High-profile hacktivist group claims CIA website shutdown

The hacker group Lulz Security claims it shuts down the public-facing website of the USCentral Intelligence Agency.

On the same day the group opened a telephone request line so its fans could suggest potential targets, the hack on CIA.gov allegedly occurred, announced on its Twitter feed: "Tango down - cia.gov - for the lulz".

The CIA website was inaccessible at times on Wednesday but appeared to be back up on Thursday. The hack claim could not immediately be verified.

LulzSec’s latest claim follows in the wake of earlier alleged hacking attacks on prominent targets on the American and International platform, among which are gaming colossi Sony and Nintendo, along with several US broadcasters, and the public-facing site of the US Senate.

On Wednesday, LulzSec claimed to have launched denial of service attacks on several websites as a result of opening its "request line", although it gave no  further details.

The claim regarding the CIA.gov website emerged only a few hours later. A CIA spokesman told the Associated Press the agency was "looking into" the report. LulzSec publicised the details of its telephone hotline on its Twitter feed.

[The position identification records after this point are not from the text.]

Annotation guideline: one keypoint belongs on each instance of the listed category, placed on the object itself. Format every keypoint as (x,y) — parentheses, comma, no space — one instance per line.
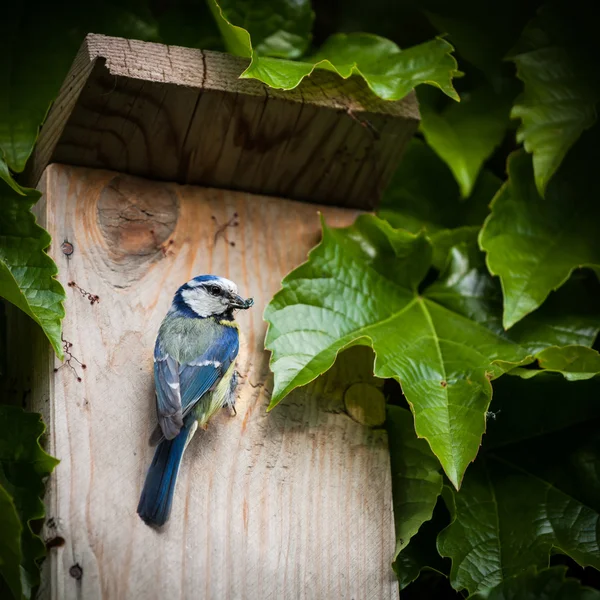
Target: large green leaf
(23,466)
(416,477)
(506,519)
(549,584)
(36,49)
(482,32)
(360,287)
(465,135)
(535,243)
(390,72)
(557,60)
(421,554)
(280,28)
(575,362)
(423,196)
(27,273)
(6,175)
(38,42)
(536,492)
(10,545)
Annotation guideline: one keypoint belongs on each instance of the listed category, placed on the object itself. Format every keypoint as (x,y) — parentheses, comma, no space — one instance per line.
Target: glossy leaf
(533,244)
(536,408)
(23,466)
(506,519)
(444,345)
(548,584)
(534,490)
(391,73)
(558,67)
(6,175)
(10,545)
(482,32)
(465,135)
(280,28)
(424,196)
(416,477)
(27,273)
(36,50)
(421,554)
(574,362)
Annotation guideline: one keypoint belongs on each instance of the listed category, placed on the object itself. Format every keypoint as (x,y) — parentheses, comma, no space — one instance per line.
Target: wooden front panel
(295,503)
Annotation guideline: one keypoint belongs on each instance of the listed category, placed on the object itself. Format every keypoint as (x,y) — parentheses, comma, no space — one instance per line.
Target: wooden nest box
(157,164)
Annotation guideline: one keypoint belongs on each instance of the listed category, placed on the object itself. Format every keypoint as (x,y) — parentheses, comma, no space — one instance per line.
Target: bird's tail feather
(157,496)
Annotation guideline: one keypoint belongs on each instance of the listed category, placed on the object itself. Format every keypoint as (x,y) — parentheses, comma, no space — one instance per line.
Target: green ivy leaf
(8,178)
(10,545)
(360,287)
(529,410)
(421,554)
(482,32)
(575,362)
(35,54)
(532,491)
(416,477)
(27,273)
(533,244)
(23,466)
(391,73)
(506,519)
(280,28)
(423,196)
(465,135)
(549,584)
(558,67)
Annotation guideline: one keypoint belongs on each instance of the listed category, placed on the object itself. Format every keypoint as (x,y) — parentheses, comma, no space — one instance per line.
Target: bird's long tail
(159,487)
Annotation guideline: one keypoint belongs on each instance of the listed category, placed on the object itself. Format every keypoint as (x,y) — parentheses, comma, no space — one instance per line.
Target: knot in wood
(136,216)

Callers to the US number are met with a recorded message, in a heavy French accent, by an individual calling himself Pierre Dubois. While the 614 area code appears to relate to the state of Ohio, it is unlikely that this is its real location, the BBC reports.

Lulz Security said it had used distributed denial-of-service attacks (DDoS) against eight sites suggested by callers, and also claimed to have hit the websites of gaming magazine The Escapist, and online multiplayer games EVE Online and League of Legends.

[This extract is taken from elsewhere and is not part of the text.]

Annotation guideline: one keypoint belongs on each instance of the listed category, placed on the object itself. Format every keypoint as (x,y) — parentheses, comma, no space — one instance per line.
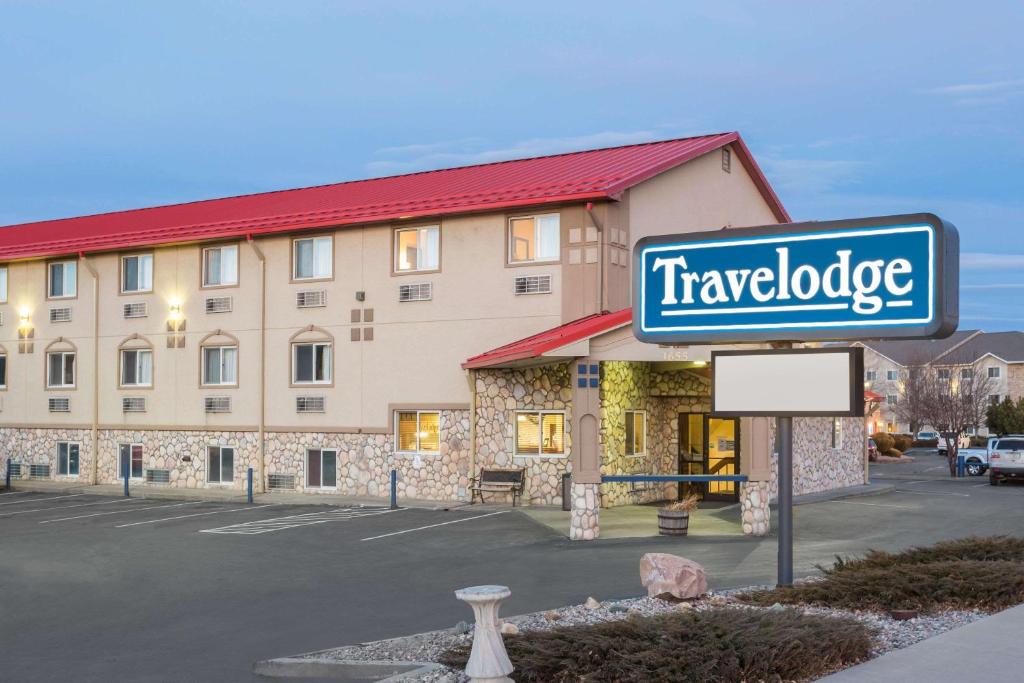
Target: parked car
(1006,458)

DDoS attacks typically involve crashing a website by inundating it with requests from computers under the attacker's control.

Lulz Security are rumoured to be loosely linked to Anonymous – both being "hacktivist" groups who perform cyber attacks on targets that they perceive to be deserving of such attacks due to alleged mistreatments of the public or consumers.

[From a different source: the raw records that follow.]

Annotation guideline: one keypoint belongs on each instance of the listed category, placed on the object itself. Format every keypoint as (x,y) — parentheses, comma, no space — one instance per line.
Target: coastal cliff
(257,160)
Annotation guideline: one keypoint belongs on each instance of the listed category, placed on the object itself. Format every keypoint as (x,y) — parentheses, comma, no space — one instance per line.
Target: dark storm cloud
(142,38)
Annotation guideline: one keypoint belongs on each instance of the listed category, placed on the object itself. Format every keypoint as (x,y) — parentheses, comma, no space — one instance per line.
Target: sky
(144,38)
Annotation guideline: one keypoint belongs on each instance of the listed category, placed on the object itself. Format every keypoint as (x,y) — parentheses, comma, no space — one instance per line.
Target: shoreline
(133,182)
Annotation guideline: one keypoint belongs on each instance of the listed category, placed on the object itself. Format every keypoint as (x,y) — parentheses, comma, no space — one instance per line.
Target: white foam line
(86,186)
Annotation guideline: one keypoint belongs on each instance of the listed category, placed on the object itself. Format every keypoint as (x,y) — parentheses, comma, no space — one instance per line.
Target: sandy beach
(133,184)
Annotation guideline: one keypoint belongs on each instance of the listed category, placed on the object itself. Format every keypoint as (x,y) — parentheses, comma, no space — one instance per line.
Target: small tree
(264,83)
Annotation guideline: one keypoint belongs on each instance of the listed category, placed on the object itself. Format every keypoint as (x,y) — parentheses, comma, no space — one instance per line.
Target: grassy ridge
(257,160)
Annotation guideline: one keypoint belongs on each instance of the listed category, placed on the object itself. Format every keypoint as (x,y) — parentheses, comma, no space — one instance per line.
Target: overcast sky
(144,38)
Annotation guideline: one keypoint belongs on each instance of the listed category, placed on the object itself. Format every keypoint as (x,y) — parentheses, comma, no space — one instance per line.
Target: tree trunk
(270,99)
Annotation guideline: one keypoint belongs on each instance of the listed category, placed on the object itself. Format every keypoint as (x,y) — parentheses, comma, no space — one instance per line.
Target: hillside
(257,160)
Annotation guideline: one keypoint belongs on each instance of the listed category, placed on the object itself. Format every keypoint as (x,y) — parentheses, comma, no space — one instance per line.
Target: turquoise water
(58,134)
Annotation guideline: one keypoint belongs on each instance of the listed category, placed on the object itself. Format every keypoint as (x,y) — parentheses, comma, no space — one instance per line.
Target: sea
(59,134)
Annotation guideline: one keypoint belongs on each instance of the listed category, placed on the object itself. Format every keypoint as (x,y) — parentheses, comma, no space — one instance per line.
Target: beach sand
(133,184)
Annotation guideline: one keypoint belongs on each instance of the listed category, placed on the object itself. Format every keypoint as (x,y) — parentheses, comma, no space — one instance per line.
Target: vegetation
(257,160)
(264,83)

Its high-profile attack on SonyPictures.com exposed the company's ongoing inability to secure users' personal data, LulzSec claimed. Along with Anonymous, LulzSec has raised the profile of hacker groups as a potential threat to online services.

Hacktivists see their role as staging valid protests in the most high profile way possible, according to Peter Wood, founder of security consultancy First Base.

"The things they are exploiting at the moment are the sort of mistakes that organisations seem to have been making ever since they connected to the internet.

"Finally there are some players out there who are using them as a means to protest. Whether everyone agrees with them is a different question."